Идея бывала когда умнее, но когда и глупее, когда точнее, когда еще менее точная, когда своя, когда еще больше не своя, в среднем — такая. Выговорив ее, он постепенно возвращал себе чувство времени и места, расплывчатая во время речи комната как бы фокусировалась, и предметы становились видны отчетливо, с беспокойством вглядывался он в лицо жены и читал на нем одобрение идеи, тогда успокаивался и чувствовал некоторое приятное опустошение, словно бы после действительного дела. На сегодня закрыв эту лавочку, как бы загнав в загон все непослушное стадо своих мыслей, с лязгом сбросив решетку вниз и в последний раз взглянув через плечо на все это крошево, массу, мычащую и блеющую, возвращался он, как бы усталый и удовлетворенный, в свою хижину спать, не вспоминать ни о чем до утра.

Как-то он проснулся, и в тот же миг на него накинулся мелкий и злобный его раздробленный мир и вошел в него. Это случилось раньше, чем хоть какой-нибудь конкретный повод дал бы этому основание. Словно эта мелкая злоба стояла в изголовье, дежурила, караулила, ждала, когда он откроет глаза и отворит душу. Ночью она, по-видимому, спала, свернувшись калачиком, рядом с его туфлями, как некое домашнее животное. Сергей почувствовал усталость и отчаяние. «Я поеду в город», — сказал он. «Когда?» — спросила жена. «Сейчас».

Они поспорили — спорить с ним в эти дни не стоило, они покричали — начал плакать сын, они перестали разговаривать. Наконец жена захотела побыть одна и Сергей получил разрешение ехать в город с тем непременным условием, что привезет из дому тумбочку, без которой жена как без рук. Разрешение, таким образом, было как бы не разрешением, а приказом привезти тумбочку, и это примирило жену. А Сергей уже весь был в городе, его бы не остановило даже поручение привезти сервант.
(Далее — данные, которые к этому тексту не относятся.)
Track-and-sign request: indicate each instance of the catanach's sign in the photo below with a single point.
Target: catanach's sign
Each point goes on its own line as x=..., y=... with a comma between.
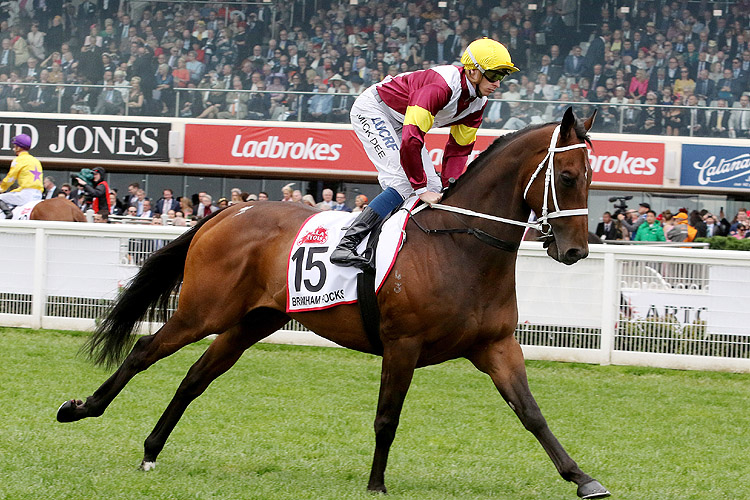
x=89, y=139
x=715, y=166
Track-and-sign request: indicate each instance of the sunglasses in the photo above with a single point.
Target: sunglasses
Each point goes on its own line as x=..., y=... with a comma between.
x=497, y=75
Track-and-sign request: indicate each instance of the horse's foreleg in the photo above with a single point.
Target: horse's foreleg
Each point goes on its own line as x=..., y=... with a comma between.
x=220, y=356
x=503, y=362
x=174, y=335
x=399, y=361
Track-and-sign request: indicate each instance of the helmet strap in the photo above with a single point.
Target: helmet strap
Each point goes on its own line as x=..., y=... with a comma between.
x=476, y=64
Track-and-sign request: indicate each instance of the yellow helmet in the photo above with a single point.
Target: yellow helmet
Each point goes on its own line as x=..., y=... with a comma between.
x=490, y=57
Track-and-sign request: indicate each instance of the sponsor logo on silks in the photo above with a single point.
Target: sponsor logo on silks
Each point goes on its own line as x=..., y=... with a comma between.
x=318, y=236
x=634, y=165
x=272, y=147
x=372, y=131
x=726, y=169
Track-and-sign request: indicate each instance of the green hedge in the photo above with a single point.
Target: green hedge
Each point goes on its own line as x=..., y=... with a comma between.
x=726, y=243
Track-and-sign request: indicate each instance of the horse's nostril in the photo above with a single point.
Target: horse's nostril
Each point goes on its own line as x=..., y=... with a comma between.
x=575, y=254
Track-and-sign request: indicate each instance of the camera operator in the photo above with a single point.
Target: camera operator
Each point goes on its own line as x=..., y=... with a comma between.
x=607, y=229
x=633, y=224
x=97, y=189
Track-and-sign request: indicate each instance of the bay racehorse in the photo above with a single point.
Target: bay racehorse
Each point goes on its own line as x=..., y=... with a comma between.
x=57, y=209
x=448, y=296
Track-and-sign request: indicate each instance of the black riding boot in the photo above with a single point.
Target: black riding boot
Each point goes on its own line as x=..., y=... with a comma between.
x=345, y=254
x=6, y=210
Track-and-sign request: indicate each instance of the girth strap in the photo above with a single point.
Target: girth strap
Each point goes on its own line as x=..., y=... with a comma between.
x=482, y=236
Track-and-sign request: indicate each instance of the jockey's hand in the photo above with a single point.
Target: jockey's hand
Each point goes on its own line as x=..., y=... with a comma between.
x=429, y=197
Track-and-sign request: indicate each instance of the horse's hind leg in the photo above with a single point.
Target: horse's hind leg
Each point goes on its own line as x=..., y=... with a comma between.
x=399, y=361
x=171, y=337
x=503, y=362
x=220, y=356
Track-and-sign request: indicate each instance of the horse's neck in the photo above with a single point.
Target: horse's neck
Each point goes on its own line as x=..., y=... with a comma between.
x=497, y=187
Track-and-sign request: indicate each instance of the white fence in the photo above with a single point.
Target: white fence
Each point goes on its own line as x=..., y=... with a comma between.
x=648, y=306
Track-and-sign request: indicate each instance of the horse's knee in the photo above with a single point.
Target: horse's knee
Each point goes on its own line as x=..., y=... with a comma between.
x=532, y=419
x=385, y=429
x=153, y=446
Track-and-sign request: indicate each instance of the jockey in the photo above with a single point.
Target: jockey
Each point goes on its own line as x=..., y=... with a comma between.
x=24, y=170
x=392, y=117
x=98, y=190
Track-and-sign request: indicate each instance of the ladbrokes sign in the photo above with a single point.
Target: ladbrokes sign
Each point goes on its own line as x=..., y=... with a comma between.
x=89, y=139
x=275, y=147
x=325, y=149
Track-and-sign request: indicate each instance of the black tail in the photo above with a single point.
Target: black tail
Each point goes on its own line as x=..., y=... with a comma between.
x=146, y=297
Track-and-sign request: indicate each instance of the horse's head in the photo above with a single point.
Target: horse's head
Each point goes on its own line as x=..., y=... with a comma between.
x=566, y=173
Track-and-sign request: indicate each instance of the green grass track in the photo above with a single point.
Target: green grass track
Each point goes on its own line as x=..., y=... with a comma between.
x=296, y=423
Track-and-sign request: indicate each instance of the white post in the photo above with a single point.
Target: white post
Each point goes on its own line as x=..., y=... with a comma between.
x=40, y=276
x=610, y=307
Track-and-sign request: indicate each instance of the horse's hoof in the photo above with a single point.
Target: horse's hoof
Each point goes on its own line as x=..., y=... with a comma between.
x=377, y=489
x=593, y=489
x=67, y=411
x=147, y=466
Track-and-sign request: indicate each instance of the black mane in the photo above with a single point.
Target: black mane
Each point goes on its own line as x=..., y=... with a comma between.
x=501, y=142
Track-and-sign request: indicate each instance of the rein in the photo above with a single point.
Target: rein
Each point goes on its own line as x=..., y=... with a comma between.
x=541, y=224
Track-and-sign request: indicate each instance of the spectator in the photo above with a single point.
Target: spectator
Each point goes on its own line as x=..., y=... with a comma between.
x=147, y=211
x=139, y=201
x=718, y=124
x=650, y=119
x=739, y=123
x=681, y=231
x=109, y=102
x=327, y=203
x=50, y=189
x=340, y=204
x=650, y=229
x=360, y=202
x=97, y=189
x=606, y=229
x=166, y=203
x=186, y=206
x=136, y=98
x=206, y=206
x=236, y=196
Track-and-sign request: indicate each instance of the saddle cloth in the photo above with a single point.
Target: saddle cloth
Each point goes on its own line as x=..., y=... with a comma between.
x=313, y=283
x=23, y=212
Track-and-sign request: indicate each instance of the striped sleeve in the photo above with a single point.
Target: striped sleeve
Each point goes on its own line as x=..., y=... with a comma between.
x=459, y=146
x=424, y=103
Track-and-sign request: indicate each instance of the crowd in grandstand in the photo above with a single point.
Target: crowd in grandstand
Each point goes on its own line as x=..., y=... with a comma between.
x=185, y=210
x=654, y=53
x=644, y=224
x=641, y=224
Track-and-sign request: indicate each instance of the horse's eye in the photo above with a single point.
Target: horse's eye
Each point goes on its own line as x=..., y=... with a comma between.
x=567, y=180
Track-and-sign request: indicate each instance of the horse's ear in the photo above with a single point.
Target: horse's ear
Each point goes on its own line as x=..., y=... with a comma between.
x=568, y=123
x=590, y=120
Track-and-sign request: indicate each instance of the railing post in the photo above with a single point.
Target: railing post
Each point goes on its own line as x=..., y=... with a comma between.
x=38, y=297
x=692, y=122
x=610, y=307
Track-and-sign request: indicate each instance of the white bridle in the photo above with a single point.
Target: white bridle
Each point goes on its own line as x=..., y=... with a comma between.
x=541, y=224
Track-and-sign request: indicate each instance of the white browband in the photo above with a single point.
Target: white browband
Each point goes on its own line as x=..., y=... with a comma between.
x=541, y=223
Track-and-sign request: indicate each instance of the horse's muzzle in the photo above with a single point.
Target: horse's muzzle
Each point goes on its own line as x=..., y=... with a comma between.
x=573, y=255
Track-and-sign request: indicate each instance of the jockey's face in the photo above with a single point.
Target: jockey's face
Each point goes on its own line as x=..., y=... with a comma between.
x=483, y=86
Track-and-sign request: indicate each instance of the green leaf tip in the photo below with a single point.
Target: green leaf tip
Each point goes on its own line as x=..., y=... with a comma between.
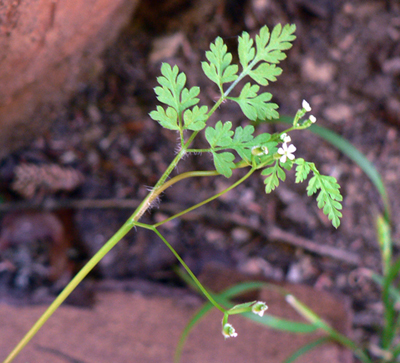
x=329, y=196
x=172, y=92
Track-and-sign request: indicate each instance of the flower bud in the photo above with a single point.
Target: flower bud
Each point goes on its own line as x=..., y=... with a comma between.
x=259, y=307
x=228, y=331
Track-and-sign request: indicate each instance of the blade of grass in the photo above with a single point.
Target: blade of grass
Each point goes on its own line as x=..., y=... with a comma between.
x=306, y=348
x=223, y=299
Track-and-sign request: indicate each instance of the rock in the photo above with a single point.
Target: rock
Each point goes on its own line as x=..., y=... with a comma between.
x=48, y=49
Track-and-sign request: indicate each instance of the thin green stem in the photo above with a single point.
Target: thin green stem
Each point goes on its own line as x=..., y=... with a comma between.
x=241, y=180
x=69, y=288
x=189, y=271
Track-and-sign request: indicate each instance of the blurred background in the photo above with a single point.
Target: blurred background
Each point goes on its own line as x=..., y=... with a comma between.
x=79, y=151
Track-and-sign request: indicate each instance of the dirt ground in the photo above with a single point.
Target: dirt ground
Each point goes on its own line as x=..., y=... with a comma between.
x=345, y=62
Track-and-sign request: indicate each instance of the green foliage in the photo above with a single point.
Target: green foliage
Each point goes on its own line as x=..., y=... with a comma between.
x=219, y=69
x=178, y=98
x=256, y=106
x=329, y=196
x=273, y=173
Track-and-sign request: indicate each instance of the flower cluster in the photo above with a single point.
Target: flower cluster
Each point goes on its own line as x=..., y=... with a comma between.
x=287, y=151
x=256, y=307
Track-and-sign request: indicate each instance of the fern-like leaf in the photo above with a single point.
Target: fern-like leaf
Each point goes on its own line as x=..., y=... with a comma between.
x=173, y=93
x=219, y=68
x=328, y=198
x=254, y=106
x=273, y=173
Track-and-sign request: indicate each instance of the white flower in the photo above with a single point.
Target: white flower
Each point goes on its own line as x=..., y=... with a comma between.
x=259, y=307
x=228, y=331
x=286, y=152
x=306, y=106
x=265, y=149
x=285, y=137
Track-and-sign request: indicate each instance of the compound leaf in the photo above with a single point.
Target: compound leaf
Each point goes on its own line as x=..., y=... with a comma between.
x=220, y=135
x=328, y=198
x=219, y=68
x=246, y=50
x=265, y=73
x=173, y=93
x=270, y=46
x=167, y=119
x=256, y=106
x=273, y=173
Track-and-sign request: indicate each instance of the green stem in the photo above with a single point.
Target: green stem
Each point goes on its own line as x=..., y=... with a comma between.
x=69, y=288
x=241, y=180
x=189, y=271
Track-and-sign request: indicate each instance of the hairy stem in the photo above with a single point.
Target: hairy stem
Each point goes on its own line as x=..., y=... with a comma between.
x=241, y=180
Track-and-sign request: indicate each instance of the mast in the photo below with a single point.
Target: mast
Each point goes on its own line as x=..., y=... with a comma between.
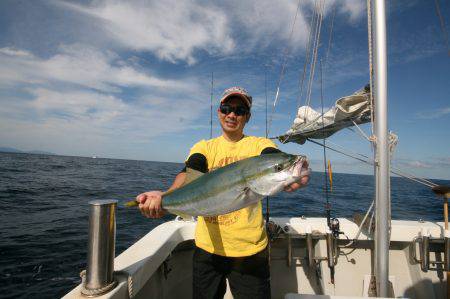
x=382, y=152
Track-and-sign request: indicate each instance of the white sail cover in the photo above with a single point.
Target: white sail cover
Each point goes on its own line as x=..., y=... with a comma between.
x=347, y=110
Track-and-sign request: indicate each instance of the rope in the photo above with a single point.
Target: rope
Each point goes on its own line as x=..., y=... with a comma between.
x=286, y=51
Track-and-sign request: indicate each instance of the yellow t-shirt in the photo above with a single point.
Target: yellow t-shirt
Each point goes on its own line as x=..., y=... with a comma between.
x=239, y=233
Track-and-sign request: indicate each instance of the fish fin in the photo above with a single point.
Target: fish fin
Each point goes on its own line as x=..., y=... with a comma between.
x=191, y=175
x=131, y=203
x=184, y=216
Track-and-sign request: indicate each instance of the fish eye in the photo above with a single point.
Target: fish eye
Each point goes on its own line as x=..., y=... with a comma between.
x=278, y=167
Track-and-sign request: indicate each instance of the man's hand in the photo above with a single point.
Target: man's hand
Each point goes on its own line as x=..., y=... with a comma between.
x=150, y=204
x=303, y=174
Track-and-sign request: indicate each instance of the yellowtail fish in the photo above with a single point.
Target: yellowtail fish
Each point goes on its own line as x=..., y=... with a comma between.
x=234, y=186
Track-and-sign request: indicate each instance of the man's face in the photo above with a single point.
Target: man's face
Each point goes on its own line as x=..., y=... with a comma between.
x=232, y=123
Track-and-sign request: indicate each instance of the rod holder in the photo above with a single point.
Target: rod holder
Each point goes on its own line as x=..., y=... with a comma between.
x=309, y=244
x=99, y=278
x=331, y=252
x=447, y=253
x=424, y=253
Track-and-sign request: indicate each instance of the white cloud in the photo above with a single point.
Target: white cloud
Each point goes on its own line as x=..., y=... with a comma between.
x=76, y=64
x=433, y=114
x=177, y=30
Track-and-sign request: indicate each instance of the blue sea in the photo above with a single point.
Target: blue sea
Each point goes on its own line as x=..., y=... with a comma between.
x=44, y=212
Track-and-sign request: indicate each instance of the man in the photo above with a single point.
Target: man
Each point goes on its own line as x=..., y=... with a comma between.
x=232, y=246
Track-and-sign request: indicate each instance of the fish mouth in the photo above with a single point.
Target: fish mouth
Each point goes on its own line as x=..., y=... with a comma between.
x=296, y=167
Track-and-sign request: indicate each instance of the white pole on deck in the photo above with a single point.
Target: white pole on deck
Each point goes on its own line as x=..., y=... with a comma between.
x=382, y=153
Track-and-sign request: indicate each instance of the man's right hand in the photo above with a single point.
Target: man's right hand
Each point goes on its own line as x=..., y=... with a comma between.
x=150, y=204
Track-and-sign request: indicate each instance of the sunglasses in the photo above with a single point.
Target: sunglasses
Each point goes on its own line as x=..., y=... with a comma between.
x=238, y=110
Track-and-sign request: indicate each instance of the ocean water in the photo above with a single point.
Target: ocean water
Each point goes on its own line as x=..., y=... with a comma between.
x=44, y=212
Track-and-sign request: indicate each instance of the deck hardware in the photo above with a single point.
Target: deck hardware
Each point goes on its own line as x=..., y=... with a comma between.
x=289, y=250
x=309, y=244
x=425, y=241
x=425, y=253
x=99, y=278
x=331, y=253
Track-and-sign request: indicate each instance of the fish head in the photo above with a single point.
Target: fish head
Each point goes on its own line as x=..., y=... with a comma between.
x=271, y=173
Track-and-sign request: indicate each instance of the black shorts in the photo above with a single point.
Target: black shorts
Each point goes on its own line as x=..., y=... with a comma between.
x=249, y=277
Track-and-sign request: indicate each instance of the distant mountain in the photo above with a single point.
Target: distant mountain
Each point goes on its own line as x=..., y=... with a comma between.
x=15, y=150
x=9, y=150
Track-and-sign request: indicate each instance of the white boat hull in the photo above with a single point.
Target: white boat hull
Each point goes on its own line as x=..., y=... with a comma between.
x=160, y=264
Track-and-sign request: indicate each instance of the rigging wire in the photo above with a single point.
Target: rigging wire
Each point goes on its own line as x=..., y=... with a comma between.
x=331, y=34
x=307, y=55
x=370, y=41
x=443, y=28
x=315, y=51
x=286, y=52
x=369, y=161
x=327, y=197
x=212, y=94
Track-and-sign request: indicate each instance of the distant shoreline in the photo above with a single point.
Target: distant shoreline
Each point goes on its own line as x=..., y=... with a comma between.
x=180, y=163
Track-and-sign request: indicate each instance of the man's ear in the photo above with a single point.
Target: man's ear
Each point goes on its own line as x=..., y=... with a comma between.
x=248, y=117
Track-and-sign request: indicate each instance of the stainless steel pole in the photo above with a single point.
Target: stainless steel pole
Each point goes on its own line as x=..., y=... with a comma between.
x=381, y=129
x=101, y=247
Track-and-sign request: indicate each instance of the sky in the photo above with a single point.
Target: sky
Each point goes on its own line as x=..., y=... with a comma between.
x=132, y=79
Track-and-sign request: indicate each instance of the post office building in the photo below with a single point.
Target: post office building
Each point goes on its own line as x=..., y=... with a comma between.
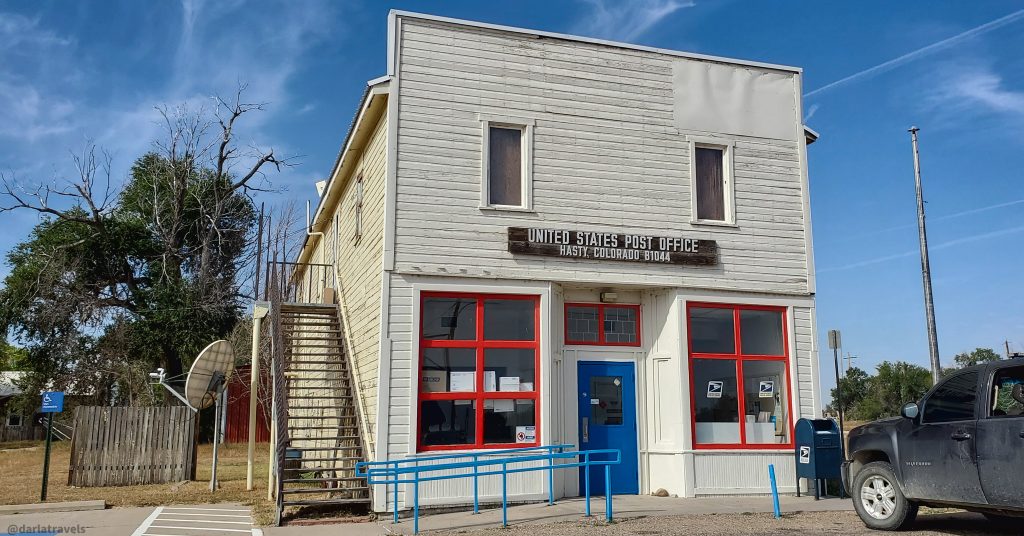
x=542, y=239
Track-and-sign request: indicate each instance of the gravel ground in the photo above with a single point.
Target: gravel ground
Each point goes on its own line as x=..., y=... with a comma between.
x=794, y=524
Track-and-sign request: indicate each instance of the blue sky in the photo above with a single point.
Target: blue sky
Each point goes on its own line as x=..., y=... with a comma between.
x=73, y=72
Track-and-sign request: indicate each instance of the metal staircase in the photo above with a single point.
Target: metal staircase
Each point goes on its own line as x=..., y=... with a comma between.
x=318, y=439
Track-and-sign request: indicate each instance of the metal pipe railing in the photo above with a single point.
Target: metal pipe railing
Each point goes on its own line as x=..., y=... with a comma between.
x=391, y=472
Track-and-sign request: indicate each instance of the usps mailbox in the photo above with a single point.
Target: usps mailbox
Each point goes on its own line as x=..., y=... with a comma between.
x=819, y=450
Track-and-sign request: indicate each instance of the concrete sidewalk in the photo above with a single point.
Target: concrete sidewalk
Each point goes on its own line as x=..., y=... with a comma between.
x=114, y=522
x=568, y=509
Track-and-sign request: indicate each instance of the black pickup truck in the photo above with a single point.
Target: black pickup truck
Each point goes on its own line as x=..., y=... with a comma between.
x=962, y=446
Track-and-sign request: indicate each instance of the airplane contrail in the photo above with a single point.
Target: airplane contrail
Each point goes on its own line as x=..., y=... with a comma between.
x=910, y=56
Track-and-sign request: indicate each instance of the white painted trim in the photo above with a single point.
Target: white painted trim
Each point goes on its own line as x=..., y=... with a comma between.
x=728, y=182
x=525, y=126
x=566, y=37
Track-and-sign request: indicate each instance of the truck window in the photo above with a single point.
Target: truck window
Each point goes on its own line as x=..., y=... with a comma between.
x=1008, y=399
x=953, y=400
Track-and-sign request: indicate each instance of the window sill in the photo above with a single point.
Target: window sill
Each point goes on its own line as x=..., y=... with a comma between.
x=501, y=208
x=714, y=223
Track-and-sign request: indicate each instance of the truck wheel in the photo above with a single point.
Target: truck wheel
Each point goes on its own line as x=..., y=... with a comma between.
x=879, y=500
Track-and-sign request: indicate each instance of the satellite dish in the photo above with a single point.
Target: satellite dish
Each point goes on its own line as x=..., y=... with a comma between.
x=207, y=375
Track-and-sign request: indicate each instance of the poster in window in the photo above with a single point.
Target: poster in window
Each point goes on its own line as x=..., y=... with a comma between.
x=462, y=381
x=525, y=434
x=433, y=381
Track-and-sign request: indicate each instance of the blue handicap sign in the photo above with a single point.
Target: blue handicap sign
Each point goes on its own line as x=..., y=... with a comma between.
x=53, y=402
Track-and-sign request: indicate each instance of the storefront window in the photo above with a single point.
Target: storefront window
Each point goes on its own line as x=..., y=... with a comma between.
x=478, y=371
x=740, y=396
x=601, y=324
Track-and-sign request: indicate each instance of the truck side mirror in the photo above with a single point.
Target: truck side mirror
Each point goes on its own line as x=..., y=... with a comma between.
x=910, y=410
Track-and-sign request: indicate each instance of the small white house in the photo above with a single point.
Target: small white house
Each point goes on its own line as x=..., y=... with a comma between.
x=545, y=239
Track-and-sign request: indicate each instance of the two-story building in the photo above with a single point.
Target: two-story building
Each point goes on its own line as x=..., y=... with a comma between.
x=546, y=239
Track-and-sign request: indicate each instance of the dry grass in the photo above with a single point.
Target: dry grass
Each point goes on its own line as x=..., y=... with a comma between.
x=22, y=468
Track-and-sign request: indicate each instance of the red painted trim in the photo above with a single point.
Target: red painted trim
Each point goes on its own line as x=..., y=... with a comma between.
x=600, y=323
x=740, y=358
x=479, y=344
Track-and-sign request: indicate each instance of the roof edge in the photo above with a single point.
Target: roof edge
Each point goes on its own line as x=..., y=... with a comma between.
x=604, y=42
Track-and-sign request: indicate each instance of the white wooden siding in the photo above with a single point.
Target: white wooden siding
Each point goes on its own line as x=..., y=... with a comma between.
x=606, y=157
x=358, y=266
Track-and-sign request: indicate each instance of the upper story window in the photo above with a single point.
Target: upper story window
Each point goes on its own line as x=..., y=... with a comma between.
x=711, y=180
x=507, y=166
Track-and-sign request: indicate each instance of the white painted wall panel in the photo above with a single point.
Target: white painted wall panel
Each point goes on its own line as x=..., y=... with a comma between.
x=608, y=155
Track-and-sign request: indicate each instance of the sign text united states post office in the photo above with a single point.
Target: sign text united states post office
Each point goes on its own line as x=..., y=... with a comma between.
x=611, y=246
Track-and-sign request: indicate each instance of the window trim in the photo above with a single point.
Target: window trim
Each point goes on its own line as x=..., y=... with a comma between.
x=728, y=172
x=740, y=393
x=931, y=394
x=480, y=344
x=600, y=321
x=526, y=154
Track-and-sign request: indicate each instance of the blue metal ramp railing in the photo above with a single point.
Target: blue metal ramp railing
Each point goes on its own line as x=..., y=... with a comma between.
x=487, y=463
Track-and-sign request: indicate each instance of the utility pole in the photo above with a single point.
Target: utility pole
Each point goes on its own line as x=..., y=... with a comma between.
x=926, y=269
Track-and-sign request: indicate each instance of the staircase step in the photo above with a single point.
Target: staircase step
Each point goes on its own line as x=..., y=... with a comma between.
x=321, y=416
x=323, y=449
x=325, y=502
x=323, y=490
x=340, y=458
x=331, y=479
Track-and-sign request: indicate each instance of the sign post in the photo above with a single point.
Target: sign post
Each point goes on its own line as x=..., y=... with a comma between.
x=52, y=403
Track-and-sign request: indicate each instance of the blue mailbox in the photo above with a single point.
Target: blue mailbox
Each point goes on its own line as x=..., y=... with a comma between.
x=819, y=450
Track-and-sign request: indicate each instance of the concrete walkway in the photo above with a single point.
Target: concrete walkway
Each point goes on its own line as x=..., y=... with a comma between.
x=568, y=509
x=115, y=522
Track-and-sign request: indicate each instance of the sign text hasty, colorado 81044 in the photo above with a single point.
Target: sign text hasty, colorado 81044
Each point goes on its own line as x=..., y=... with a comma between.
x=612, y=246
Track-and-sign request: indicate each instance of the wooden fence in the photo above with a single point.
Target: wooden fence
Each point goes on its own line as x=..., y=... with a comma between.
x=129, y=446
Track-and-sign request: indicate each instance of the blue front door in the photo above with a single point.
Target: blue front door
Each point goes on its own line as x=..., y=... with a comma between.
x=608, y=420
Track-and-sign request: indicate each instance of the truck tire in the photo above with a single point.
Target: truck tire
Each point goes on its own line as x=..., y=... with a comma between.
x=879, y=499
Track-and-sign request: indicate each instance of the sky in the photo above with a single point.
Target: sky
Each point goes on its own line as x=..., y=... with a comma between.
x=73, y=73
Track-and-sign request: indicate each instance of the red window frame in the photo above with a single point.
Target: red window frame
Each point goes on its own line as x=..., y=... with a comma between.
x=739, y=358
x=480, y=344
x=600, y=323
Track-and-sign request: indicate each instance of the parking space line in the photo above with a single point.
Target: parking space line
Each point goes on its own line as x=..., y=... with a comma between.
x=198, y=529
x=148, y=521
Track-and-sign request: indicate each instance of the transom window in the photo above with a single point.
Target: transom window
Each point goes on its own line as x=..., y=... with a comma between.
x=602, y=324
x=478, y=371
x=739, y=376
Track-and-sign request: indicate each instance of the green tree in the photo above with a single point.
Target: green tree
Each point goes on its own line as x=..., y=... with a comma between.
x=970, y=359
x=854, y=386
x=893, y=385
x=11, y=358
x=107, y=289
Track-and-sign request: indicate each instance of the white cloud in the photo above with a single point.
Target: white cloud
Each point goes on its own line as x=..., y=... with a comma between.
x=626, y=21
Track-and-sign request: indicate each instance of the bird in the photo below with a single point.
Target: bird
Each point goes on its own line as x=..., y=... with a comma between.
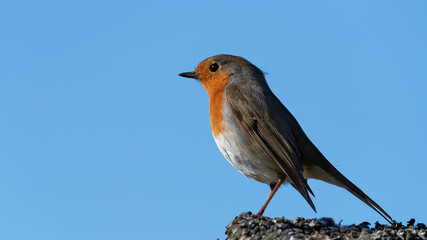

Так получилось, что, только он собрался идти на станцию, внезапно приехал отец и привез гу самую тумбочку, о которой речь. Таким образом, с одной стороны, ему не надо было ехать в электричке, всегда такой набитой, с другой стороны, отпадало согласие жены, потому что тумбочка была уже привезена, а нового задания, кроме тумбочки, не успело возникнуть. Жена опять сказала, что нет у него никаких таких уж дел и что вообще надо еще проверить, зачем он так частит в город. Последнее она сказала зря. потому что в этом он был чист и теперь получил возможность возмутиться и ссориться с полным основанием. Преимущество было на его стороне. Жена проиграла битву.